Friday, January 12, 2007

Communication and Community

To me, these cannot be separated.

Reading Nicolas Ducheneaut [http://terranova.blogs.com/terra_nova/2006/02/alone_together_.html] piece in Terra Nova [http://terranova.blogs.com/terra_nova/], I was struck by the similarities in Nicolas’ research and my own experience in the game.

“It is only at level 56 and above that players spend the majority of their time in groups (probably raiding high-end instances). Moreover, players favor "soloable" classes (warriors, hunters) that, by design, survive mob encounters better in solo play - the more social classes (e.g. priests) that require a group to work well are among the least favored.”

My experience was to group seldom even back in Blackhand.

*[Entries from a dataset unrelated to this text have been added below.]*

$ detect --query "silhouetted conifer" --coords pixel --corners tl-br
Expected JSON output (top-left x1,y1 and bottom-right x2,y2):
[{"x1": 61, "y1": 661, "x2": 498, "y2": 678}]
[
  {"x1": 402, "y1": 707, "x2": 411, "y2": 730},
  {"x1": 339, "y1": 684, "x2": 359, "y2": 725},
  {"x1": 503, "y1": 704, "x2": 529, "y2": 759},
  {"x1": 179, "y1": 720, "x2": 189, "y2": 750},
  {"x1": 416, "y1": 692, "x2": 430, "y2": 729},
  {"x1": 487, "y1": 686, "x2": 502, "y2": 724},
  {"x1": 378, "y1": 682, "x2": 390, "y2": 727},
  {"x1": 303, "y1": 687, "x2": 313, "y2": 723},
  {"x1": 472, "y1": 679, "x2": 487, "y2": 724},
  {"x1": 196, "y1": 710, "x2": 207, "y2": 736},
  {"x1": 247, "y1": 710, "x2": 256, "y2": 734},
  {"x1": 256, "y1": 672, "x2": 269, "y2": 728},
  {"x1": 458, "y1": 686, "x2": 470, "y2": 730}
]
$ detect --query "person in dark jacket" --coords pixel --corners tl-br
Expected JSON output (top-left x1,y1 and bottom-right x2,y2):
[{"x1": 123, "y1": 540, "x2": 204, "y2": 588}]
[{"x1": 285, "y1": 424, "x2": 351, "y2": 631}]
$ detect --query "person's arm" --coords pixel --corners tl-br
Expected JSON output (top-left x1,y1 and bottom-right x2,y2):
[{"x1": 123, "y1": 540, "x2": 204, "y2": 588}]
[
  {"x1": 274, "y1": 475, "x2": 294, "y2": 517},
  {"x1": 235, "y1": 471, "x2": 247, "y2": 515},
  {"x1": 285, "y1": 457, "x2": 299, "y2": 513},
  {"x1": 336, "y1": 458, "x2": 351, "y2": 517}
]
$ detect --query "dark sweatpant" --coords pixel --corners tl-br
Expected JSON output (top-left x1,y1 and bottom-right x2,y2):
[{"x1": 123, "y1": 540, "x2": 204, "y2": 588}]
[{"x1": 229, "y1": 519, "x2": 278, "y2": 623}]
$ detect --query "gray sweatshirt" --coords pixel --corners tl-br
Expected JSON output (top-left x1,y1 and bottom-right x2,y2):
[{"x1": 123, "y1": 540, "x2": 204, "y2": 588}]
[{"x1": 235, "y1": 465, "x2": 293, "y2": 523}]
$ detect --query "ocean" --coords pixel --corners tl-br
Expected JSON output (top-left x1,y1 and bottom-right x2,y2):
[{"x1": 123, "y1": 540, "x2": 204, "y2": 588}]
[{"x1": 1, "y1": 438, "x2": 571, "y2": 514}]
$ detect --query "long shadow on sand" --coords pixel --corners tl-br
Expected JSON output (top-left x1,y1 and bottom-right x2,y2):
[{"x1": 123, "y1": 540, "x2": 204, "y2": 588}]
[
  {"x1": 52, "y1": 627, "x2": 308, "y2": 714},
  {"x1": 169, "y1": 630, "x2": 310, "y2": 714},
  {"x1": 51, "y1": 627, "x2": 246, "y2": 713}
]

I either ran with Hallgrima, or on my own. I interacted more with NPCs than with PCs. It wasn’t for an anti-social bent on my part, but for a lack of well developed or sophisticated social tools within the game.

Nicolas asks, “Does this mean that, to reach WoW's scale and attract gamers as-yet unfamiliar with the genre, future MMOs should focus less on collaborative questing and other traditional techniques to encourage interactions, favoring instead "looser," more indirect forms of social experience?”

For me the issue that leads to the stats that they are sifting is not the character’s preference, but the pragmatics of dealing with poor communication and community tools. When we speak of WOW we are also now inferring Thotbott and Allakhazamas well as Ventrio and TeamSpeak as well as forums and scattered goggled web spaces.

A guild is little more than a self-populating [and often un-populating] friends list. Communication is little more then text with occasional colors. Physical movement is generally used for amusement as opposed to tactics. A friends list is little more than just a collection of folks who you have once upon a time had the pleasure to run something there or there.

Where are the social tools for community building in a game now bragging eight million? AND . . . what would they be?